I think radical these days anything which goes against the tenets of neoliberalism and open markets - because they've been hegemonic for about thirty years now.
So challenging that system would mean challenging the 'existing legal frameworks' that support it. Yes, some people on the radical left have tried to challenge it within existing frameworks - like Syriza in Greece and Sanders in America - but they have failed.
What is interesting though is that the people considered radical at the moment are not on the far left, but the far right. European nationalists like Farage, Le Pen and Wilders are considered insurgents against global capitalism, as is Donald Trump. But curiously when you look at their economic policies you see that they really represent a new species of neoliberalism. Donald Trump's cabinet is made up of corporatists, hedge fund managers and investment bankers. I think one appointee is this hedge fund guy who has made billions from the same failing steel industry that Trump is supposed to be saving. Of course the rust belt people he claims to represent are just going to get screwed over even more.
Imo, what has happened is that capitalism is fucking up - or at least the market capitalism that we've had in the West for the past three hundred years. And while the populist right have got a radical response to this (blame migrants, Muslims, cuddle up to Putin and Assad and make lots of offensive comments about groups favoured by liberals, basically), the left are stumped.

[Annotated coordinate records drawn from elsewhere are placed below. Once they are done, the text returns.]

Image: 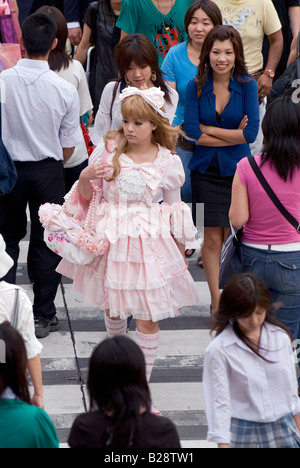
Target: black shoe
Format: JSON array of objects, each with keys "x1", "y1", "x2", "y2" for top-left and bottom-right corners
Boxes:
[
  {"x1": 34, "y1": 316, "x2": 59, "y2": 339},
  {"x1": 50, "y1": 315, "x2": 59, "y2": 333}
]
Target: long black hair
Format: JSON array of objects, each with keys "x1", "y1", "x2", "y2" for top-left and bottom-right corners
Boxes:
[
  {"x1": 38, "y1": 6, "x2": 72, "y2": 72},
  {"x1": 115, "y1": 34, "x2": 171, "y2": 103},
  {"x1": 0, "y1": 322, "x2": 31, "y2": 404},
  {"x1": 213, "y1": 273, "x2": 293, "y2": 360},
  {"x1": 196, "y1": 25, "x2": 251, "y2": 98},
  {"x1": 87, "y1": 336, "x2": 151, "y2": 448},
  {"x1": 262, "y1": 88, "x2": 300, "y2": 181}
]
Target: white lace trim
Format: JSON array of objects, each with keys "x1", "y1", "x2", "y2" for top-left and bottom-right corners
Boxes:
[{"x1": 116, "y1": 171, "x2": 147, "y2": 203}]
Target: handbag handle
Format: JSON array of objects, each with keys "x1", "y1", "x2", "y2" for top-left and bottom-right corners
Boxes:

They have no idea what kind of system to argue for in its place.
So while I think Corbyn and people are right to put forward these quite radical and much needed policies (like a wage cap, for a universal living wage), they are not coming up with policies which address core problems like automation. We cannot go back to the kind of mixed economies with full employment that existed in the post-war era. The left need to think of something else.
So I would say no one much is being particularly radical on the left at the moment. Everyone is just fumbling around, not quite sure what to do while the world goes wrong, and proposing policies which are essentially sticking plasters rather than structural correctives.
Worryingly the only people who do have a radical agenda with electoral viability are crypto-fascists. This could be the beginning of another fascist Europe. Or it could be the start of a new form of social democracy. Who knows.